From Dickens to the Green Executive: Storytelling for Sustainability
At Tipping Point Newcastle last week there was a lot of talk about how “angry” we should be about the state of the world and how we could “sustain that anger.” After an initial, but clearly unsustainable, blast from the angry young men and women in the room, a more sober reflection on the intersection between art and sustainability took over. At one breakout session, someone raised the awareness of poverty that Charles Dickens brought to the middle and ruling classes of Victorian England by writing extremely good stories about it.
I ventured that a modern equivalent might be Ian McEwan’s Solar which avoids the preaching and presents a venal, very human protagonist in the battle for sustainability, rather than the virtuous and boring green heroes that some portray. But most importantly, McEwan wrote a cracking good story that made you want to read it. I think Alan Davey of The Arts Council summed it up well when he said “don’t preach” and “bad climate art is worse than no climate art.”
The last session I took part in was about communicating with executives of big business.

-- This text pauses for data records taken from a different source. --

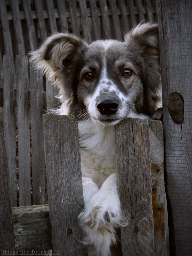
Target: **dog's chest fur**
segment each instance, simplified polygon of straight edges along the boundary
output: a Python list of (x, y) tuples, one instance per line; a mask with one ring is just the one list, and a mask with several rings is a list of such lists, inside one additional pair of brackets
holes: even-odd
[(78, 124), (82, 176), (91, 178), (100, 187), (116, 171), (114, 127), (90, 120)]

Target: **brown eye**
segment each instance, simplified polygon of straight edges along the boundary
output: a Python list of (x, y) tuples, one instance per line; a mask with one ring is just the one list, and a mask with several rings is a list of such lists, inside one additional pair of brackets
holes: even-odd
[(87, 80), (91, 80), (94, 78), (93, 75), (91, 72), (87, 72), (84, 75), (84, 77)]
[(128, 77), (131, 76), (132, 73), (132, 71), (131, 69), (124, 69), (122, 72), (122, 75)]

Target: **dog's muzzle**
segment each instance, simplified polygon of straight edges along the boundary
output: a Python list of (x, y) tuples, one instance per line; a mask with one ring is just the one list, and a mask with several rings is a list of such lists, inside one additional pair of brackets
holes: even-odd
[(102, 115), (113, 115), (119, 108), (118, 102), (114, 97), (102, 98), (97, 104), (97, 109)]

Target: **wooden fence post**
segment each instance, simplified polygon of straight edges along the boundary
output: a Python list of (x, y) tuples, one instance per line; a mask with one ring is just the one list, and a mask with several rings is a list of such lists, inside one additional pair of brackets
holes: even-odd
[[(15, 251), (15, 236), (3, 109), (0, 108), (0, 250)], [(4, 253), (6, 254), (7, 252)]]
[(87, 255), (78, 215), (84, 207), (77, 123), (72, 116), (43, 117), (53, 254)]
[(121, 228), (122, 255), (154, 256), (148, 123), (124, 120), (116, 126), (115, 137), (120, 200), (129, 220)]
[(159, 0), (170, 252), (192, 255), (192, 2)]

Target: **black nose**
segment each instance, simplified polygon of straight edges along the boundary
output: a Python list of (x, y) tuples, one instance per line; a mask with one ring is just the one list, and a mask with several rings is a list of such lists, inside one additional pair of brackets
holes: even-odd
[(119, 108), (119, 105), (114, 97), (103, 98), (99, 101), (97, 108), (103, 115), (112, 115), (116, 112)]

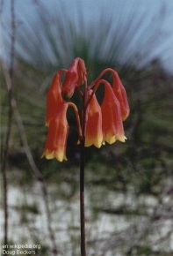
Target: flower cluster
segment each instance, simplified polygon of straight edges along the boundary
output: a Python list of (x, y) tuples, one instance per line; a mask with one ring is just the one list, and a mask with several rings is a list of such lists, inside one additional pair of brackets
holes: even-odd
[[(102, 79), (108, 72), (112, 75), (112, 86)], [(61, 73), (65, 73), (63, 84), (61, 79)], [(96, 97), (96, 91), (100, 84), (105, 87), (101, 104)], [(79, 92), (83, 101), (81, 117), (77, 107), (67, 101), (72, 97), (75, 90)], [(67, 160), (68, 107), (75, 110), (79, 142), (83, 141), (85, 147), (94, 145), (100, 147), (105, 142), (112, 144), (116, 140), (125, 142), (126, 138), (123, 121), (129, 115), (129, 105), (118, 73), (112, 69), (105, 69), (88, 86), (84, 62), (77, 57), (68, 70), (61, 69), (56, 72), (47, 92), (46, 125), (48, 126), (48, 133), (42, 157), (56, 158), (60, 162)]]

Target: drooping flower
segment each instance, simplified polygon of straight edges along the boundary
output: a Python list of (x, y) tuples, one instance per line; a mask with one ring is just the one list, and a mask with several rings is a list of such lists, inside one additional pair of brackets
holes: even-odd
[[(101, 79), (107, 72), (111, 72), (113, 76), (112, 87), (106, 80)], [(61, 72), (66, 73), (62, 86)], [(60, 162), (67, 160), (68, 124), (66, 116), (68, 106), (73, 107), (75, 110), (78, 138), (82, 146), (94, 145), (99, 148), (105, 142), (109, 144), (116, 140), (125, 142), (126, 138), (123, 121), (127, 117), (130, 110), (126, 93), (119, 75), (112, 69), (108, 68), (103, 71), (90, 86), (87, 85), (86, 79), (84, 62), (79, 57), (73, 61), (68, 70), (62, 69), (55, 74), (47, 93), (46, 124), (48, 126), (48, 132), (42, 157), (56, 158)], [(101, 106), (95, 94), (100, 84), (105, 86)], [(82, 85), (83, 85), (83, 88), (81, 88)], [(66, 102), (73, 95), (76, 89), (83, 98), (81, 120), (77, 107), (71, 102)]]
[(119, 100), (121, 109), (121, 117), (123, 121), (125, 121), (130, 113), (130, 108), (126, 97), (126, 93), (118, 73), (115, 71), (113, 71), (112, 75), (113, 75), (112, 90), (117, 99)]
[[(89, 91), (89, 97), (92, 94), (92, 90)], [(103, 142), (102, 132), (102, 112), (96, 95), (93, 94), (87, 109), (85, 147), (94, 145), (100, 147)]]
[(76, 87), (84, 83), (86, 76), (87, 73), (83, 60), (80, 57), (76, 58), (66, 73), (61, 91), (63, 98), (71, 98)]
[(57, 115), (57, 111), (65, 102), (61, 96), (61, 72), (56, 72), (52, 85), (47, 94), (46, 125), (49, 126), (50, 121)]
[(67, 109), (68, 103), (63, 103), (58, 114), (49, 122), (49, 129), (43, 154), (47, 159), (56, 158), (62, 162), (67, 160), (66, 147), (68, 133), (68, 124), (67, 121)]
[(100, 83), (105, 84), (105, 94), (101, 105), (103, 141), (109, 144), (114, 143), (116, 140), (125, 142), (119, 102), (107, 81), (100, 80)]

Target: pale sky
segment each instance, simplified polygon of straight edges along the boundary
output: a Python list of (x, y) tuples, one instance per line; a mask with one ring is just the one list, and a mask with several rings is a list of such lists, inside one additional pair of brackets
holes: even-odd
[[(128, 23), (131, 14), (136, 18), (136, 20), (140, 20), (140, 16), (143, 13), (146, 23), (142, 23), (143, 27), (138, 26), (138, 31), (134, 34), (133, 41), (127, 45), (129, 51), (133, 51), (135, 48), (138, 48), (139, 44), (144, 43), (145, 34), (142, 35), (142, 29), (144, 29), (145, 24), (147, 26), (148, 21), (151, 19), (153, 13), (157, 13), (158, 20), (153, 19), (153, 26), (155, 26), (157, 22), (161, 23), (161, 30), (163, 31), (164, 38), (162, 38), (160, 49), (157, 48), (153, 52), (153, 57), (160, 56), (164, 66), (173, 72), (172, 0), (15, 0), (17, 22), (19, 26), (22, 24), (23, 27), (25, 26), (27, 28), (31, 24), (37, 23), (38, 11), (40, 11), (40, 7), (37, 4), (43, 4), (47, 11), (54, 13), (54, 11), (58, 12), (60, 10), (61, 2), (64, 5), (64, 10), (66, 10), (64, 11), (67, 12), (64, 15), (70, 16), (75, 22), (76, 21), (76, 24), (79, 15), (78, 12), (83, 17), (86, 24), (96, 23), (101, 14), (103, 15), (103, 20), (112, 16), (115, 22), (119, 21), (122, 26), (126, 22)], [(3, 20), (2, 35), (4, 36), (11, 26), (11, 0), (1, 0), (1, 5)], [(128, 25), (129, 29), (130, 25)], [(97, 29), (99, 29), (99, 24)], [(152, 30), (152, 27), (149, 30)], [(159, 33), (161, 32), (158, 31)], [(139, 40), (140, 37), (141, 41)]]

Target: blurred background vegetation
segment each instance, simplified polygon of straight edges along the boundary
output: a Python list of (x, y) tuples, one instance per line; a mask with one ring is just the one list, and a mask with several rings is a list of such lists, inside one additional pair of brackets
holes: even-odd
[[(124, 123), (127, 140), (125, 144), (106, 145), (99, 150), (92, 147), (86, 149), (86, 190), (90, 188), (92, 192), (97, 192), (97, 188), (102, 188), (102, 192), (128, 193), (130, 189), (137, 197), (146, 194), (156, 197), (161, 206), (162, 192), (173, 177), (173, 67), (168, 70), (164, 65), (171, 52), (172, 34), (165, 34), (163, 29), (168, 6), (164, 2), (155, 4), (156, 8), (152, 8), (151, 11), (144, 1), (140, 1), (141, 4), (137, 4), (137, 1), (131, 1), (131, 4), (105, 2), (101, 1), (99, 4), (98, 1), (93, 1), (93, 6), (97, 10), (95, 12), (90, 8), (87, 11), (86, 3), (84, 4), (83, 1), (74, 1), (73, 4), (59, 1), (54, 6), (53, 3), (47, 6), (45, 1), (32, 1), (35, 12), (30, 18), (26, 16), (25, 19), (22, 19), (21, 14), (17, 15), (18, 4), (14, 5), (13, 93), (16, 109), (22, 120), (23, 132), (33, 161), (44, 180), (47, 185), (58, 184), (57, 197), (68, 200), (79, 190), (76, 131), (73, 126), (74, 117), (69, 113), (72, 128), (68, 142), (68, 161), (59, 163), (55, 160), (40, 159), (47, 132), (45, 127), (47, 88), (55, 72), (68, 68), (76, 56), (83, 58), (87, 69), (90, 69), (89, 81), (105, 68), (115, 69), (126, 87), (131, 108), (130, 117)], [(5, 57), (2, 57), (1, 62), (5, 62), (8, 67), (12, 57), (10, 49), (14, 31), (10, 21), (4, 23), (5, 2), (1, 3), (2, 44), (5, 49)], [(26, 13), (26, 10), (25, 11)], [(168, 60), (163, 62), (162, 56)], [(108, 75), (105, 78), (111, 80)], [(1, 72), (0, 97), (1, 149), (4, 152), (9, 111), (4, 69)], [(73, 98), (78, 102), (77, 95)], [(7, 169), (9, 186), (28, 185), (34, 181), (25, 147), (21, 130), (13, 115)], [(64, 183), (68, 190), (61, 185)], [(172, 186), (167, 193), (170, 194)], [(102, 196), (103, 192), (100, 192), (100, 198), (97, 196), (100, 201)], [(93, 203), (92, 207), (93, 211), (114, 215), (128, 212), (125, 208), (119, 211), (111, 207), (106, 208), (102, 202), (98, 206)], [(140, 209), (136, 210), (140, 215)], [(169, 215), (170, 209), (168, 212)], [(139, 243), (133, 246), (119, 255), (155, 255), (147, 245)], [(115, 252), (102, 253), (90, 255), (118, 255), (113, 254)], [(157, 253), (163, 255), (162, 253), (167, 252), (159, 251)]]

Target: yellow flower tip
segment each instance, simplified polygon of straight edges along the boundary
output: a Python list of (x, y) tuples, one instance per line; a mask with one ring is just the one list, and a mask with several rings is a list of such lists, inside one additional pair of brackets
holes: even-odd
[(90, 147), (94, 145), (96, 147), (100, 148), (102, 146), (102, 141), (103, 141), (103, 135), (97, 135), (97, 137), (87, 137), (85, 139), (85, 144), (84, 147)]
[(126, 137), (125, 135), (120, 135), (118, 137), (118, 139), (120, 142), (126, 142)]
[(48, 126), (49, 126), (49, 123), (46, 121), (46, 123), (45, 123), (45, 126), (46, 126), (46, 127), (48, 127)]

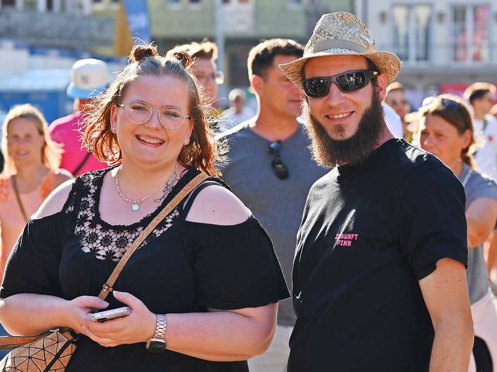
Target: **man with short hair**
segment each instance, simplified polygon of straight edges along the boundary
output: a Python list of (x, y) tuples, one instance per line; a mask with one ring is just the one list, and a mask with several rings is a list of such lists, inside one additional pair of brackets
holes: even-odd
[[(221, 136), (230, 146), (229, 162), (221, 170), (223, 178), (271, 237), (289, 286), (306, 197), (314, 181), (326, 172), (313, 160), (310, 141), (297, 121), (301, 91), (278, 68), (301, 57), (303, 49), (283, 39), (266, 40), (252, 49), (248, 65), (257, 113)], [(250, 372), (286, 371), (295, 321), (291, 300), (281, 301), (273, 342), (265, 353), (248, 361)]]
[(176, 52), (187, 53), (195, 60), (191, 70), (199, 82), (204, 87), (206, 102), (215, 107), (218, 99), (218, 84), (222, 84), (224, 80), (223, 73), (216, 70), (217, 46), (206, 40), (200, 42), (194, 41), (174, 47), (167, 52), (166, 56), (170, 57)]
[(246, 105), (247, 94), (243, 89), (232, 89), (228, 95), (230, 107), (221, 114), (221, 131), (224, 132), (253, 117), (255, 113)]
[(401, 83), (394, 81), (387, 87), (385, 103), (392, 107), (402, 121), (404, 138), (408, 142), (413, 141), (413, 133), (407, 130), (406, 115), (411, 109), (411, 105), (406, 98), (406, 88)]
[(83, 129), (82, 118), (88, 104), (107, 87), (109, 73), (106, 63), (89, 58), (77, 61), (71, 68), (71, 74), (67, 94), (74, 99), (75, 112), (55, 120), (48, 130), (52, 139), (63, 146), (60, 167), (77, 177), (107, 166), (92, 153), (82, 148), (80, 131)]
[(497, 180), (497, 119), (490, 114), (496, 99), (496, 86), (475, 82), (464, 91), (464, 98), (473, 110), (475, 134), (483, 139), (483, 147), (475, 158), (480, 170)]
[(313, 153), (332, 168), (309, 192), (297, 235), (288, 372), (467, 371), (464, 190), (385, 125), (399, 58), (339, 12), (280, 67), (303, 87)]

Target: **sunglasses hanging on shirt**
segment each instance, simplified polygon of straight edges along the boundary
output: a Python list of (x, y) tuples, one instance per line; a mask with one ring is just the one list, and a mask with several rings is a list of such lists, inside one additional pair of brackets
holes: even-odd
[(345, 93), (354, 92), (366, 86), (377, 71), (357, 70), (348, 71), (331, 76), (310, 77), (304, 80), (304, 92), (308, 97), (318, 97), (328, 95), (332, 82)]
[(271, 162), (271, 167), (273, 169), (274, 175), (280, 179), (286, 179), (288, 178), (288, 169), (283, 163), (280, 157), (280, 149), (281, 147), (281, 141), (277, 141), (269, 144), (268, 151), (272, 155), (274, 158)]

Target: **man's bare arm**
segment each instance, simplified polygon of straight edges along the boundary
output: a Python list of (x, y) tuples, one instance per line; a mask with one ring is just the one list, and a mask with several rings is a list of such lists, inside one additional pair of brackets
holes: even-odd
[(430, 372), (467, 372), (474, 330), (464, 265), (440, 260), (419, 286), (435, 329)]

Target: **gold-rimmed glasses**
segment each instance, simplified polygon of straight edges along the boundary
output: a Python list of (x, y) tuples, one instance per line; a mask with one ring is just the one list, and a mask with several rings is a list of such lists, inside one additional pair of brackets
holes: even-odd
[(117, 105), (126, 109), (128, 119), (135, 124), (146, 123), (152, 117), (154, 111), (157, 111), (159, 121), (167, 129), (177, 129), (183, 125), (185, 119), (191, 119), (191, 116), (183, 114), (177, 107), (166, 106), (158, 110), (152, 108), (150, 105), (142, 101), (132, 101)]

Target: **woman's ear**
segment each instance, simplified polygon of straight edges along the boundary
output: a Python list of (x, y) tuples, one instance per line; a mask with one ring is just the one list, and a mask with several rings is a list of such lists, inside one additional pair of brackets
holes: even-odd
[(114, 134), (116, 134), (116, 129), (117, 127), (118, 108), (116, 105), (110, 106), (110, 130)]
[(461, 138), (463, 142), (463, 148), (467, 149), (471, 145), (471, 140), (473, 139), (473, 131), (471, 129), (466, 129), (461, 135)]

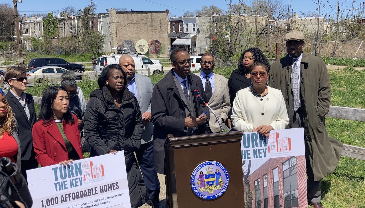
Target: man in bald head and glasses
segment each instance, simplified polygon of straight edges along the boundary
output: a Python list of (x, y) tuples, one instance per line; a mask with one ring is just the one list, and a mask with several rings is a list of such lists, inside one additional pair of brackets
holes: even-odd
[(201, 80), (207, 96), (207, 101), (218, 118), (217, 121), (214, 115), (211, 113), (209, 126), (213, 133), (220, 131), (218, 122), (220, 123), (221, 125), (224, 123), (228, 118), (228, 113), (231, 108), (228, 80), (213, 72), (215, 63), (213, 54), (205, 53), (201, 56), (201, 71), (194, 74), (199, 76)]
[(209, 113), (197, 102), (190, 90), (196, 85), (206, 101), (201, 80), (190, 72), (190, 57), (184, 49), (177, 48), (170, 55), (172, 69), (155, 85), (152, 93), (152, 123), (154, 126), (155, 169), (165, 174), (165, 144), (168, 134), (182, 136), (210, 132), (205, 123)]

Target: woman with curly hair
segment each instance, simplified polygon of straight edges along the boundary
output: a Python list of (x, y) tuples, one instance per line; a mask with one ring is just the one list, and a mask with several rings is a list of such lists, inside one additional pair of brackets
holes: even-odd
[(0, 158), (10, 158), (20, 170), (20, 146), (13, 111), (3, 94), (0, 93)]
[[(242, 52), (239, 58), (238, 68), (234, 70), (231, 74), (228, 80), (228, 88), (229, 90), (230, 99), (231, 106), (233, 104), (233, 100), (236, 97), (236, 93), (239, 90), (251, 86), (251, 76), (250, 69), (252, 65), (257, 62), (262, 62), (268, 66), (269, 70), (270, 64), (267, 59), (265, 58), (264, 53), (257, 48), (251, 47)], [(226, 125), (228, 128), (231, 128), (231, 115), (232, 109), (228, 113), (228, 118), (226, 121)]]

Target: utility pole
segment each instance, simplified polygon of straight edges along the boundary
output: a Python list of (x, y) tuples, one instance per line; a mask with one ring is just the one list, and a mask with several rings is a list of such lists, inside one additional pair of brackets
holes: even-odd
[[(16, 39), (18, 42), (18, 50), (19, 52), (19, 62), (20, 63), (20, 67), (24, 68), (24, 61), (23, 61), (23, 52), (22, 51), (22, 44), (20, 44), (20, 32), (19, 28), (19, 18), (18, 16), (18, 8), (16, 5), (16, 1), (17, 0), (13, 0), (13, 3), (14, 4), (14, 14), (15, 16)], [(22, 2), (21, 0), (20, 2)]]
[(255, 39), (256, 40), (256, 46), (258, 46), (258, 37), (257, 35), (257, 10), (255, 11), (255, 34), (256, 34)]
[(337, 4), (336, 4), (336, 11), (337, 12), (337, 23), (336, 24), (336, 34), (335, 34), (335, 45), (333, 47), (333, 51), (332, 51), (332, 53), (331, 54), (331, 57), (333, 57), (333, 56), (335, 55), (335, 53), (336, 52), (336, 48), (337, 47), (336, 47), (336, 45), (337, 43), (337, 33), (338, 33), (338, 16), (339, 13), (340, 12), (340, 8), (339, 5), (338, 5), (338, 0), (337, 0)]

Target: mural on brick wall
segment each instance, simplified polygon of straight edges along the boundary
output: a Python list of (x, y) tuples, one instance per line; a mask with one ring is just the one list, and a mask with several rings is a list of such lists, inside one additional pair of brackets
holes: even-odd
[(244, 133), (241, 140), (246, 207), (307, 208), (303, 128)]
[(137, 53), (145, 54), (148, 51), (148, 43), (146, 40), (141, 39), (136, 43), (135, 49)]
[(157, 40), (153, 40), (149, 45), (149, 51), (150, 53), (157, 55), (161, 52), (161, 43)]
[(130, 40), (124, 40), (122, 44), (118, 45), (122, 49), (127, 49), (128, 53), (141, 53), (157, 55), (165, 52), (165, 46), (161, 44), (157, 40), (153, 40), (149, 43), (146, 40), (141, 39), (135, 44)]
[(135, 51), (134, 43), (130, 40), (125, 40), (122, 43), (122, 48), (127, 49), (128, 53), (134, 53)]

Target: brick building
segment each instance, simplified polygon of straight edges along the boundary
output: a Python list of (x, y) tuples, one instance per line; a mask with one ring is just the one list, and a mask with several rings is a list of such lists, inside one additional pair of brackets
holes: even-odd
[(22, 48), (27, 50), (32, 49), (32, 38), (41, 38), (43, 36), (43, 18), (36, 15), (27, 17), (24, 14), (22, 21), (19, 22)]
[(252, 208), (307, 207), (304, 155), (269, 159), (247, 180), (253, 192)]
[(189, 53), (199, 54), (207, 51), (210, 44), (208, 28), (210, 17), (197, 16), (170, 19), (169, 49), (184, 47)]
[[(167, 34), (170, 27), (168, 16), (168, 9), (130, 12), (110, 9), (110, 29), (108, 36), (111, 48), (127, 49), (129, 53), (148, 54), (150, 57), (167, 56)], [(107, 45), (106, 47), (109, 47)]]

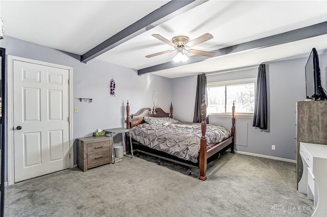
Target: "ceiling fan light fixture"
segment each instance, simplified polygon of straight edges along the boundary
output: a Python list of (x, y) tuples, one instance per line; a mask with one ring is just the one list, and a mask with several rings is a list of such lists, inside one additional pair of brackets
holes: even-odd
[(189, 59), (189, 57), (183, 53), (182, 51), (178, 51), (177, 54), (176, 55), (173, 60), (175, 62), (184, 62)]

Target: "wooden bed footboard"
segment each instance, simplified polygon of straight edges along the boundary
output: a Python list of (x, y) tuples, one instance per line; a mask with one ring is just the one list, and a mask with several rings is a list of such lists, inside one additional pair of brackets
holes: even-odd
[[(171, 105), (170, 113), (168, 113), (164, 111), (160, 108), (157, 108), (155, 109), (153, 108), (152, 110), (151, 108), (145, 108), (141, 109), (135, 114), (130, 114), (130, 107), (128, 101), (126, 106), (126, 124), (127, 128), (131, 128), (144, 123), (143, 117), (173, 117), (173, 105)], [(206, 179), (206, 172), (207, 167), (207, 162), (208, 158), (215, 154), (219, 152), (223, 149), (226, 148), (228, 146), (230, 147), (230, 153), (234, 153), (234, 139), (235, 133), (235, 106), (233, 102), (232, 108), (232, 118), (231, 118), (231, 136), (217, 144), (212, 144), (210, 146), (206, 145), (206, 139), (205, 138), (205, 132), (206, 131), (206, 123), (205, 117), (206, 116), (206, 105), (205, 104), (205, 95), (203, 95), (202, 104), (201, 106), (201, 129), (202, 136), (200, 143), (200, 153), (199, 157), (199, 168), (200, 170), (200, 176), (199, 179), (205, 181)], [(129, 154), (129, 139), (126, 141), (126, 153)]]
[(202, 136), (200, 143), (200, 159), (199, 167), (200, 170), (200, 176), (199, 179), (205, 181), (206, 179), (206, 165), (208, 158), (220, 152), (227, 146), (230, 146), (230, 153), (235, 153), (234, 151), (234, 138), (235, 133), (235, 106), (233, 102), (232, 107), (231, 118), (231, 130), (230, 137), (222, 142), (213, 146), (208, 147), (206, 145), (206, 139), (205, 138), (205, 131), (206, 130), (206, 123), (205, 117), (206, 116), (206, 105), (205, 105), (205, 96), (203, 95), (202, 104), (201, 105), (201, 130)]

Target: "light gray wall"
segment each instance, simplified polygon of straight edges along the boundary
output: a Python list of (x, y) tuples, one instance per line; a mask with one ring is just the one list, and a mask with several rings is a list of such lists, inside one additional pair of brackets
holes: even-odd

Having pledged to myself to talk a little less and listen a little more in this session, I was bullied (it took at least 2 seconds to persuade me) to talk about what I had done in The Green Executive – tell the stories of the people who had succeeded in changing their organisation for the better. When I started the book, I decided to interview some leading green executives to generate case studies, but the results were so compelling that I included them almost verbatim between chapters. Some of them were very personal – such as Jim Hagan of GlaxoSmithKline touching on the death of his father. These stories gave a compelling, human edge to book that I couldn’t have created any other way.
So if you want to change your organisation, or the whole world, don’t get angry, tell stories about where you are and where you should be.